Kolmogorov–Smirnov normality test was performed to evaluate normality distribution. Statistical analysis was performed using SPSS Statistics version 16. Assuming that the median change in ALT would be at least 25 U/l in the resveratrol group compared with the placebo group, a sample size of forty-two patients (twenty-one in the resveratrol group and twenty-one in the placebo group) would achieve 90 % power in detecting the difference at a 5 % significance level. Assuming a drop-out rate of 10 %, a total sample size of fifty patients (twenty-five in the resveratrol group and twenty-five in the placebo group) would be required.

Results

Totally, fifty patients were enrolled and underwent randomisation(Fig. 1): twenty-five patients were assigned to receive resveratrol and twenty-five patients were assigned to receive placebo. The demographic and metabolic profiles of the two groups were well matched (Table 1). Only one (4 %) patient in the resveratrol group stopped the study medication after the 2nd week because of personal reasons. All of the remaining forty-nine patients took at least 90 % of the study medications. One patient (4 %) in the placebo group had more than 10 % weight loss (exclusion criteria) and was omitted from analysis. During the treatment period, no patient complained of significant side effects.

Table 1 Baseline characteristics of non-alcoholic fatty liver patients in two groups (Mean values and standard deviations, number of subjects and percentages)

WC, waist circumference; WHR, waist:hip ratio; MET, metabolic equivalent of task; ALT, alanine aminotransferase; AST, aspartate aminotransferase; GGT, γ-glutamyltransferase.

* Number of patients in each grade according to ultrasound assay.

According to FibroScan assay.

BMI and waist circumference were reduced significantly in both groups (P<0·05); however, there were no significant differences between the two groups (P>0·05) (Table 2). The energy intake and physical activity were not significantly different within and between groups (P>0·05) (Table 2).

Table 2 Metabolic characteristics and energy consumption of patients in two groups at baseline and after 12 weeks (Mean values and standard deviations)

WC, waist circumference; HC, hip circumference; WHR, waist:hip ratio; MET, metabolic equivalent of task.

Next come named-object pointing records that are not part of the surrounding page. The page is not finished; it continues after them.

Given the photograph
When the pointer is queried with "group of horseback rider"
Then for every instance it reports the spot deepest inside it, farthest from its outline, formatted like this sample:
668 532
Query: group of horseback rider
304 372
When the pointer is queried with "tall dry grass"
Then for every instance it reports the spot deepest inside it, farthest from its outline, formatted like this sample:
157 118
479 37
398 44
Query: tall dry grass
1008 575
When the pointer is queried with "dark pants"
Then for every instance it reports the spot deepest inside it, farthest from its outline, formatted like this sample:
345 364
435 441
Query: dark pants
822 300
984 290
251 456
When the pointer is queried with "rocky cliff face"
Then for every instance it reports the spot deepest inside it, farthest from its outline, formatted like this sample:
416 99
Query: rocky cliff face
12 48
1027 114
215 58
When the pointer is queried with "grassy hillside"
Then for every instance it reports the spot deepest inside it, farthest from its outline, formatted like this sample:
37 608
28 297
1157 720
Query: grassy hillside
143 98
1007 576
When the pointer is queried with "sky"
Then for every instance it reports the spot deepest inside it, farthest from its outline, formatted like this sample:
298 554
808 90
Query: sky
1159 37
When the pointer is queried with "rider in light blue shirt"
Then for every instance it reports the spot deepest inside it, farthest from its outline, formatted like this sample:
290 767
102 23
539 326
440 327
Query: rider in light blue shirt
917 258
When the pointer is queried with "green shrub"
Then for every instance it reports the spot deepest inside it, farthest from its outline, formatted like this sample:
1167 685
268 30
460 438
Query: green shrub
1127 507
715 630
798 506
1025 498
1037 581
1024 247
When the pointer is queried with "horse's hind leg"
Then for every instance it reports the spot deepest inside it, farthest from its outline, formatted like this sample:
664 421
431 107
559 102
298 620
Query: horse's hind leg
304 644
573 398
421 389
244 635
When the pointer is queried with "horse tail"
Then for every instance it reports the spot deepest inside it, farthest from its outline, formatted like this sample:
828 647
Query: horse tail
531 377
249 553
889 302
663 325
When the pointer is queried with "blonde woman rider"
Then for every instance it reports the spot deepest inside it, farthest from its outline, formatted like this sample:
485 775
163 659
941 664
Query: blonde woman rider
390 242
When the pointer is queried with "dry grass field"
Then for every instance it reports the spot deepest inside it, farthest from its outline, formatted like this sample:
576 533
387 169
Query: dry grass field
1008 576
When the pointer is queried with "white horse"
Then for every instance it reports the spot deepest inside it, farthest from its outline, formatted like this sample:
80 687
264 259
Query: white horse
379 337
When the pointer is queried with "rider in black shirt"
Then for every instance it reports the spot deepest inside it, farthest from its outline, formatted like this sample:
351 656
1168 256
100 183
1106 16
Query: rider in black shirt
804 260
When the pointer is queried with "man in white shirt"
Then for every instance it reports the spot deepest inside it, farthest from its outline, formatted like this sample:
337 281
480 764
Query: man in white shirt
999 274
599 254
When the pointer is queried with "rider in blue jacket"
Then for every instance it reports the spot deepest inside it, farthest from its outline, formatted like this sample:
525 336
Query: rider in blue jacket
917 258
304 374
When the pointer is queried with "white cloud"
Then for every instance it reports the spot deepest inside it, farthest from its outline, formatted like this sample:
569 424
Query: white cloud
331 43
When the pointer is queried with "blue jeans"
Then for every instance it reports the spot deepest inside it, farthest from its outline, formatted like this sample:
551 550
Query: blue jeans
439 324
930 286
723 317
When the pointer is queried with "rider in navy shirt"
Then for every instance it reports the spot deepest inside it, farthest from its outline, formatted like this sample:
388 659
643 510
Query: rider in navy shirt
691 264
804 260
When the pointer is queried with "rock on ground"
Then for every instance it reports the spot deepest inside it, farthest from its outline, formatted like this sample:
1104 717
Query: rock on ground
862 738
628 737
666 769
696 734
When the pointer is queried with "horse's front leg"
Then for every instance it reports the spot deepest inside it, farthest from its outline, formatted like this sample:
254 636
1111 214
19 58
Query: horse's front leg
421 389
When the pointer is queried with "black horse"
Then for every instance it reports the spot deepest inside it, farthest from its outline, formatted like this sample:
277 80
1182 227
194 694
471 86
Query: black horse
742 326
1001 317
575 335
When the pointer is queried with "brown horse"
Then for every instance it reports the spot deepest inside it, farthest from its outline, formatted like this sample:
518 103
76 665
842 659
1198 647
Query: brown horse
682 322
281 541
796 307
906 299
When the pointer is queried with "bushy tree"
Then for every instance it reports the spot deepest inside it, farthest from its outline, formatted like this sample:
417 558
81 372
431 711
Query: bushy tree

* P values indicate comparison within groups.

P values indicate comparison between the changes of each variable between two groups.

Resveratrol supplementation reduced ALT and hepatic steatosis significantly more than placebo (P<0·05). Serum AST and bilirubin were reduced significantly in both groups (P<0·05); however, there were no significant differences between the two groups (P>0·05) (Table 3).

Table 3 Serum biochemistry tests and hepatic features of patients at baseline and after 12 weeks (Mean values and standard deviations)

ALT, alanine aminotransferase; AST, aspartate aminotransferase; GGT, γ-glutamyltransferase.

* P values indicate comparison within groups.

P values indicate comparison between the changes of each variable between two groups.

To convert bilirubin in mg/dl to mg/l, multiply by 10.

Total cholesterol significantly increased in the resveratrol group as compared with the placebo (P<0·05); however, there was no significant difference within groups. Non-HDL-cholesterol also had the same trend. LDL-cholesterol in the resveratrol group, as compared with the placebo group, was found to be increased (P=0·07); however, no significant within-group effect was found (P>0·05). HDL-cholesterol and apo a1 were reduced significantly in both groups (P<0·05); however, there were no significant differences between the two groups (P>0·05). There were no significant changes in TAG in either group (P>0·05) (Table 4).

Table 4 Lipid profile of patients at baseline and after 12 weeks (Mean values and standard deviations)

* P values indicate comparison within groups.

P values indicate comparison between the changes of each variable between two groups.

To convert TAG in mg/dl to mmol/l, multiply by 0.0113. To convert cholesterol in mg/dl to mmol/l, multiply by 0.0259.

There were no significant changes in insulin resistance markers in either group (P>0·05) (Table 5). Blood pressure did not change significantly in any group (P>0·05) (Table 6).

Table 5 Glycaemic measurements of patients at baseline and after 12 weeks (Mean values with their standard deviations)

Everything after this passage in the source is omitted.